In Morales-Santana, SCOTUS Reaffirms Obergefell, Hints that Ted Cruz is a Natural Born Citizen

June 18th, 2017

Tomorrow, I will have a piece on Lawfare about how the Court’s recent decision in Sessions v. Morales-Santana could impact the travel ban litigation. Beyond my errant tea-leaves-reading, there were two other noteworthy constitutional developments in the case.

First, without any fanfare, Chief Justice Roberts joined the section of Justice Ginsburg’s opinion where she reaffirmed Obergefell (Justices Thomas and Alito did not join this part of the opinion, and Justice Gorsuch did not participate). RBG wrote:

Moreover, the classification must substantially serve an important governmental interest today, for “in interpreting the [e]qual [p]rotection [guarantee], [we have] recognized that new insights and societal understandings can reveal unjustified inequality … that once passed unnoticed and unchallenged.” Obergefell v. Hodges, 576 U. S. ___, ___ (2015) (slip op., at 20).

The word “today” is emphasized in the original. This is the first time the Court has cited Obergefell since it was decided on June 26, 2015. (Three days later, Justice Scalia cited it, derisively, in his Arizona Independent Redistricting Commission dissent). I am somewhat surprised the Chief did not balk at this citation, as it expressly extends Justice Kennedy’s scrutiny-less rubric to gender-based intermediate scrutiny. This phrase will be quoted over and over again. It is a potential time-bomb.

Second, in a footnote, the Court (perhaps) inadvertently weighed in on the question of whether Ted Cruz was eligible to be President:

When a child is born abroad to married parents, both U. S. citizens, the child ranks as a U. S. citizen at birth if either parent “has had a residence in the United States or one of its outlying possessions, prior to the birth of [the child].” §1401(a)(3) (1958 ed.); §1401(c) (2012 ed.) (same).

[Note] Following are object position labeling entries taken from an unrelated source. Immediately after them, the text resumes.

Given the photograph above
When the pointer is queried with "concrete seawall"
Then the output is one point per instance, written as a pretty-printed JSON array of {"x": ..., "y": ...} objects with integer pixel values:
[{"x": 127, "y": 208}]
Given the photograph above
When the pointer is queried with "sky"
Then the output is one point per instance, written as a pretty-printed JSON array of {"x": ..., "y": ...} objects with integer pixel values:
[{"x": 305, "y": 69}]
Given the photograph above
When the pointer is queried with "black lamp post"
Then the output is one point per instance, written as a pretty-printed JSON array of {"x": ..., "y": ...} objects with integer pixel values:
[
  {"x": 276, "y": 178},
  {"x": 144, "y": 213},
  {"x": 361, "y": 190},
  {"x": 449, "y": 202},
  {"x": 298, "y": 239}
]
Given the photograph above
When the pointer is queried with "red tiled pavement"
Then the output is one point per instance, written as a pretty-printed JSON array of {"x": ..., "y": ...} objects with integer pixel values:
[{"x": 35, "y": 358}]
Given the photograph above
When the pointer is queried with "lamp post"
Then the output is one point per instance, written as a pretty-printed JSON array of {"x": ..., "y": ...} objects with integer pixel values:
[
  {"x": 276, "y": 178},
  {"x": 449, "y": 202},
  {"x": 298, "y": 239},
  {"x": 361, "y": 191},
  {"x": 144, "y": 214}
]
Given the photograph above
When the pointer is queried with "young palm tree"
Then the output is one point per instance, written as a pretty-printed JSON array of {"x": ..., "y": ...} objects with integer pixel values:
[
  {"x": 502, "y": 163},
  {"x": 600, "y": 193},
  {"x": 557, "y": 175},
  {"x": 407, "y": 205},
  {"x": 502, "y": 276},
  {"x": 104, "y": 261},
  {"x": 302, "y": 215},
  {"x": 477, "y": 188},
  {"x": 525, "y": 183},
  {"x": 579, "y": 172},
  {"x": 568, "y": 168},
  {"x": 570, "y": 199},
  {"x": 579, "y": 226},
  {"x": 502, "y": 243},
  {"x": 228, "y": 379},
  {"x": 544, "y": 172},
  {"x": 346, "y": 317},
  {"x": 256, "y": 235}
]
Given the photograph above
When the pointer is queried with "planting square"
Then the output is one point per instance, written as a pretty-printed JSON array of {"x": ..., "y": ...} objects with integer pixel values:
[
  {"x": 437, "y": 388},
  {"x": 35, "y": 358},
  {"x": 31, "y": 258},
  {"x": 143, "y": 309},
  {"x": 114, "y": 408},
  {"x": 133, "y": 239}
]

This was Cruz’s argument as to why he is a natural born citizen–he was a “U.S. citizen at birth,” though born abroad, because his parents were married, and they had residence in the United States prior to the child’s birth. This footnote was entirely unnecessary to the Court’s analysis. Perhaps it was smuggled in to address the natural born citizen question going forward?